Nous avions prévu de mouiller en plein milieu de nulle part et ne pas chercher impérativement a atteindre une ile ou arriver de nuit dans un mouillage incertain près des cotes.
Même si cette idée me faisait un peu peur au départ, c'est finalement ce que nous avons fait. Le vent a forci dans la journée au lieu de tomber (merci la NOAA et ses prévisions douteuses…) alors nous avons décidé de voguer dans ce désert vert jusqu'à ce qu'il finisse par tomber. Nous avons le temps et l'immensité devant nous, alors pourquoi pas?
Première navigation sous les étoiles et dans le noir absolu, avec très peu de houle et un peu moins de 20 noeuds de vent, en nous mettant au portant, ce fut finalement assez magique.
Vers 21h le vent commence a tomber enfin et nous improvisons notre mouillage.
Un peu chahutés les premières heures du fait de la petite houle de vent, toujours a 9 noeuds, cela se calme au milieu de la nuit.
Et l'incroyable beauté du plan d'eau lisse comme une toile cirée au réveil valait véritablement le coup! Le plus grand et le plus beau mouillage du monde!
Rien autour de nous que cette mer claire et d'huile, parfois le petit point d'un bateau a l'horizon, Suricat immobile, nous nous régalons de ce petit déjeuner hors du commun.
Le courant est orienté nord, vers notre route, et il y a pétole alors nous levons l'ancre et les premières heures, nous nous laissons dériver gentiment.
On peut même faire l'école des enfants, des légumes vapeurs (quel luxe si loin de tout! et vive la cocotte minute, merci aux conseils des copines qui se reconnaitront!) et tout simplement profiter.
Eric est en extase devant "tant de silence que c'en est assourdissant" et nous passons des heures a admirer le ciel, les étoiles de mer sur le fond sablonneux, par-ci par-la des grands morceaux de tôles ondulées retenues par un poids (qu'est-ce? des trappes a coke? on ne le saura jamais).
Pour seul animal de compagnie, le sempiternel Vaisseau Portugais que nous avons croisé tous les jours sur notre route.
Cette méduse tout droit sorti d'un film de sciences fiction gonfle sa grand voile et se laisse porter par le vent a la surface de l'eau.

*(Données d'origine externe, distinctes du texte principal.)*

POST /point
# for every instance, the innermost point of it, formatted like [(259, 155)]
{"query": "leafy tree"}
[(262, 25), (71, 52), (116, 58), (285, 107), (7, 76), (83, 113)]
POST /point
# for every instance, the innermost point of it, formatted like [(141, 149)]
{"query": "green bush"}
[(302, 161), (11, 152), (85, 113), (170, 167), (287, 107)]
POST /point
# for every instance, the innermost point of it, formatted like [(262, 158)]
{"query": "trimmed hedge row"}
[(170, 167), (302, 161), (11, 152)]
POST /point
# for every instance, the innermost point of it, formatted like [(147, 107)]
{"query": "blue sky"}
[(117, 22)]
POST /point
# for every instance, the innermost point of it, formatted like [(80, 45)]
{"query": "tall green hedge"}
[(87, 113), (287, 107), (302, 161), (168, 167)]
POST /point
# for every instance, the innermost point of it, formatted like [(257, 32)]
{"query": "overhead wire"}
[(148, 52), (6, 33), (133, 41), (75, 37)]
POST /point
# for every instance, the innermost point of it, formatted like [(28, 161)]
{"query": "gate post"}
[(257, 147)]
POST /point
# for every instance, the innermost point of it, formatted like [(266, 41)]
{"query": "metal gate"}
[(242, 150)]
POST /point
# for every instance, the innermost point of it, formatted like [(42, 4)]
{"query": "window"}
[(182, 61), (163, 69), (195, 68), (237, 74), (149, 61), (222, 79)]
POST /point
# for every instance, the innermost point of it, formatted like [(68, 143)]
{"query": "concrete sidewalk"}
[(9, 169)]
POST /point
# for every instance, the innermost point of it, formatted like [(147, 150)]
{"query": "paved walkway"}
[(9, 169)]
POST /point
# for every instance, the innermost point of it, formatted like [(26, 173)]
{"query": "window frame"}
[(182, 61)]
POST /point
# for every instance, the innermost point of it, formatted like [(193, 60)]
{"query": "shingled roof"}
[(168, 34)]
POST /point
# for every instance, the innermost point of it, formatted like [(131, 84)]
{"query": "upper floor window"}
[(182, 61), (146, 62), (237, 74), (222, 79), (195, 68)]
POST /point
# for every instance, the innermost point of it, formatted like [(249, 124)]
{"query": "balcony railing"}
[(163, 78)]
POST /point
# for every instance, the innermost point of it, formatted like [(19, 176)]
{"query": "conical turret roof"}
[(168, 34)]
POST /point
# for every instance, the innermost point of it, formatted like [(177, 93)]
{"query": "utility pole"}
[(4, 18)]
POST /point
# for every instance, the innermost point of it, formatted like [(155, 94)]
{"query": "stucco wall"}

On touche avec les yeux bien surs, et déjà ça pique presque, mais un peu de vie dans tout ce sable la rend sympathique.
Ici, pas de communication, pas d'internet, pas de pollution, juste nous, le bateau, la mer "qui ressemble au ciel" comme dit Coline et une journée comme dans nos rêves de voyage.
Nous comptons attendre le vent de sud/sud ouest pour rejoindre demain le nord des cotes de Berry Island, retrouver Internet, les mails qui nous attendent avec d'éventuelles réponses a nos déboires administratives, mais qui aussi nous permettra de mettre en ligne ces quelques paragraphes de poésie marine.
Et maintenant, je vais lever le nez quelques secondes inspecter l'horizon du Great Bahama Bank des Tartares.